Figure 2. Vacuole membrane fusion restrained by Botox-mediated synaptic SNARE

(a) Botox, a synaptic vesicle fusion inhibitor, inhibits vacuole membrane fusion in proportion to its concentration. Membrane fusion did not occur in lower temperature (Ice) but a certain level of membrane fusion was observed at 27 °C. But the membrane fusion was inhibited by increasing the concentration of Botox in pro rata basis. Membrane fusion was prevented almost completely at 1mM. In control groups, cytoplasmic domain of Synaptobrevin and phosphatide ligand MED also inhibited membrane fusion.

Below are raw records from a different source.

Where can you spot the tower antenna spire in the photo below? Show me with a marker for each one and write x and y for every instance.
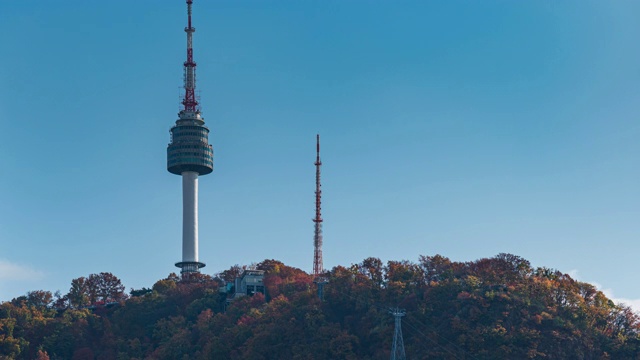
(190, 103)
(317, 234)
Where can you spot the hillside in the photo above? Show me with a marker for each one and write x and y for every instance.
(496, 308)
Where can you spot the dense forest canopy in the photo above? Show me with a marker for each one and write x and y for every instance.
(493, 308)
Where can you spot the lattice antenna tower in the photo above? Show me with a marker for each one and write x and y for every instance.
(397, 350)
(317, 234)
(190, 156)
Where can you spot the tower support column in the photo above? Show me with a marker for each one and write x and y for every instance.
(189, 263)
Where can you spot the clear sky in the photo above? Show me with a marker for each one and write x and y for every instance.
(461, 128)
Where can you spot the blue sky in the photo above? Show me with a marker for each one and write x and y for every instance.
(464, 128)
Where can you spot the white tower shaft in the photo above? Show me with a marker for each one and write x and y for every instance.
(190, 216)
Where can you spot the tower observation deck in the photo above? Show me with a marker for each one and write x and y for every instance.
(189, 155)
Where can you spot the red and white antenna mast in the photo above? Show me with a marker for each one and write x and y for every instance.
(317, 236)
(190, 103)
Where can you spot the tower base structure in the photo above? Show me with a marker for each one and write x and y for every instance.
(189, 267)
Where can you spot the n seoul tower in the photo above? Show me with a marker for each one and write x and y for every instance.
(189, 155)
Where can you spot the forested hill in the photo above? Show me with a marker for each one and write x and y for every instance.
(497, 308)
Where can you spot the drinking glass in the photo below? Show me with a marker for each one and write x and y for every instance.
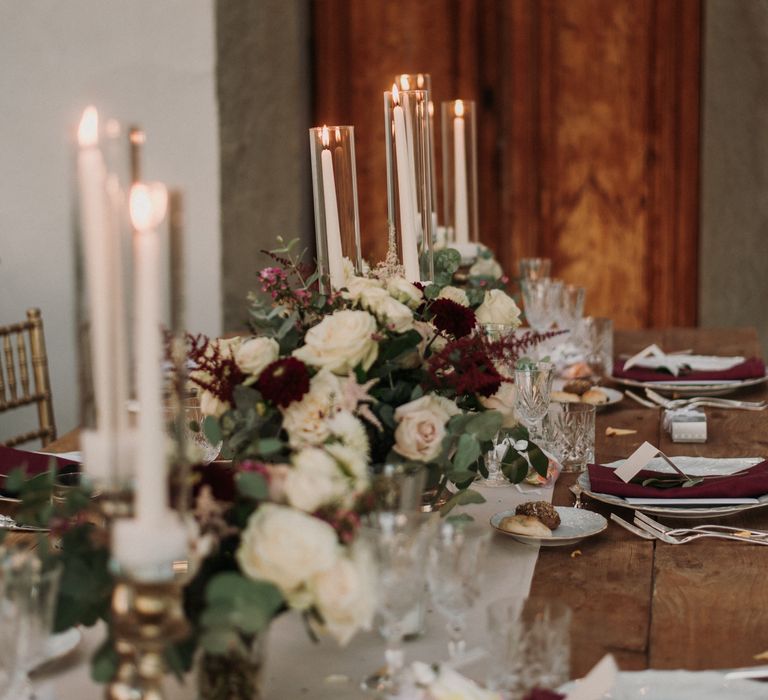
(529, 645)
(570, 431)
(541, 298)
(399, 543)
(454, 573)
(533, 387)
(535, 268)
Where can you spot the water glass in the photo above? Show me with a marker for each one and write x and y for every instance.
(535, 268)
(570, 432)
(399, 543)
(541, 301)
(530, 645)
(454, 573)
(595, 338)
(533, 387)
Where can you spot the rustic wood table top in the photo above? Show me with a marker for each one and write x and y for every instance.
(696, 606)
(653, 605)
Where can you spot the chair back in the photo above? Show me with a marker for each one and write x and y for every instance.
(23, 349)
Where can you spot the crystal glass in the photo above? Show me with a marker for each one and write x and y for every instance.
(570, 432)
(541, 300)
(530, 645)
(334, 185)
(533, 387)
(595, 340)
(454, 573)
(460, 171)
(535, 268)
(409, 181)
(399, 543)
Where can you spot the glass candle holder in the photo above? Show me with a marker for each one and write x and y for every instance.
(409, 182)
(334, 185)
(423, 81)
(460, 171)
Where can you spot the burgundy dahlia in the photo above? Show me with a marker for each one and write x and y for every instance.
(452, 318)
(284, 381)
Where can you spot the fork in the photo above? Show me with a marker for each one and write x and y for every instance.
(714, 528)
(711, 401)
(697, 535)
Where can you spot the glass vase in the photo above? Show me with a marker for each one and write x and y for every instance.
(409, 183)
(334, 185)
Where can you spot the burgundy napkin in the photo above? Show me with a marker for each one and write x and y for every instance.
(752, 368)
(750, 483)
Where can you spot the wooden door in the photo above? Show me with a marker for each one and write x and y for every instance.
(588, 130)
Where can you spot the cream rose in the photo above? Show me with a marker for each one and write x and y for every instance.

(b) It was observed that Botox-mediated membrane fusion inhibition was attributable to the decomposition of synaptic SNARE (SNAP25). The decomposition of SNAP25 was confirmed by immunoblotting after separating the whole reactant of membrane fusion by protein electrophoresis assay. It was observed that SNAP25 was cut and shortened by added Botox. The Pep4p protein was used as a control to show similar amounts of protein existed in all samples.